Even that little bit of possible constraint is enough to send Trump’s Project 2025 into a tizzy, demanding that Trump “… suspend any provisions that unduly burden intelligence collection. At the same time, in negotiations with the Europeans, the United States should make clear that the continued sharing of intelligence with EU member states depends on successful resolution of this issue within the first two years of a President’s term.”
Nice collective safety you have there. Be a shame if anything happened to it. I should point out that they claim that EU intelligence agencies are not subject to these rules, and while they are not subject to these specific rules in all cases, that is because EU citizens have legal recourse against their governments and intelligence agencies abuse. They had no such recourse if the US violated their rights.
So why should Americans care — they aren’t EU citizens?
First, the conflict has a direct impact on American businesses and American privacy. The EU rules have a tendency to be reflected in business practices — unless there is a serious financial incentive to do otherwise, adhering to a common practice is general easier and cheaper than bespoke regional solutions. And EU regulations tend to be used as a model elsewhere -- look at the impact GDPR has had upon American regulations. We live in an interconnected world — when EU sneezes privacy, the US catches a privacy cold.

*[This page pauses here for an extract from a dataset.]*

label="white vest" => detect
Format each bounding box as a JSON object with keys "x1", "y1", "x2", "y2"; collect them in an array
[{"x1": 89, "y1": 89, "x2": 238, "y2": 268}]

Just as importantly, it is an indicator of how deep a surveillance state the incoming Trump Project 2025 people want to build. Even this tiny level of privacy protections is an affront to their worldview. There is little discussion about surveillance of US persons, outside an obsession with the false claim that there was no evidence of Russian assistance to the Trump campaign. However, it does speak about using “irregular warfare” to act against state and non-state actors. It defines irregular warfare inconsistently, but does say, at one point, that it should be “A whole-of-government approach and willingness to employ cyber, information, economic, and counterterrorist irregular warfare capabilities should be utilized to protect the homeland.” Discussion of information almost always means gathering that information and “cyber” often includes digital mass surveillance.
Combined with the fact that the project wishes to entirely gut the independent civil service and place control of the intelligence agencies and military directly in the hands of the President with no effective oversight, the implications of such a rabid response to minimal privacy protections are concerning. One doesn’t have to read too deeply to understand that Trump Project 2025 boosters aren’t fond of oversight, privacy, or protecting American citizens from being spied upon by their own government.
Longer than I expected, but privacy is fundamental to being human. You cannot be your true, best self if you live under a constant surveillance, every action monitored and judged with no recourse or oversight.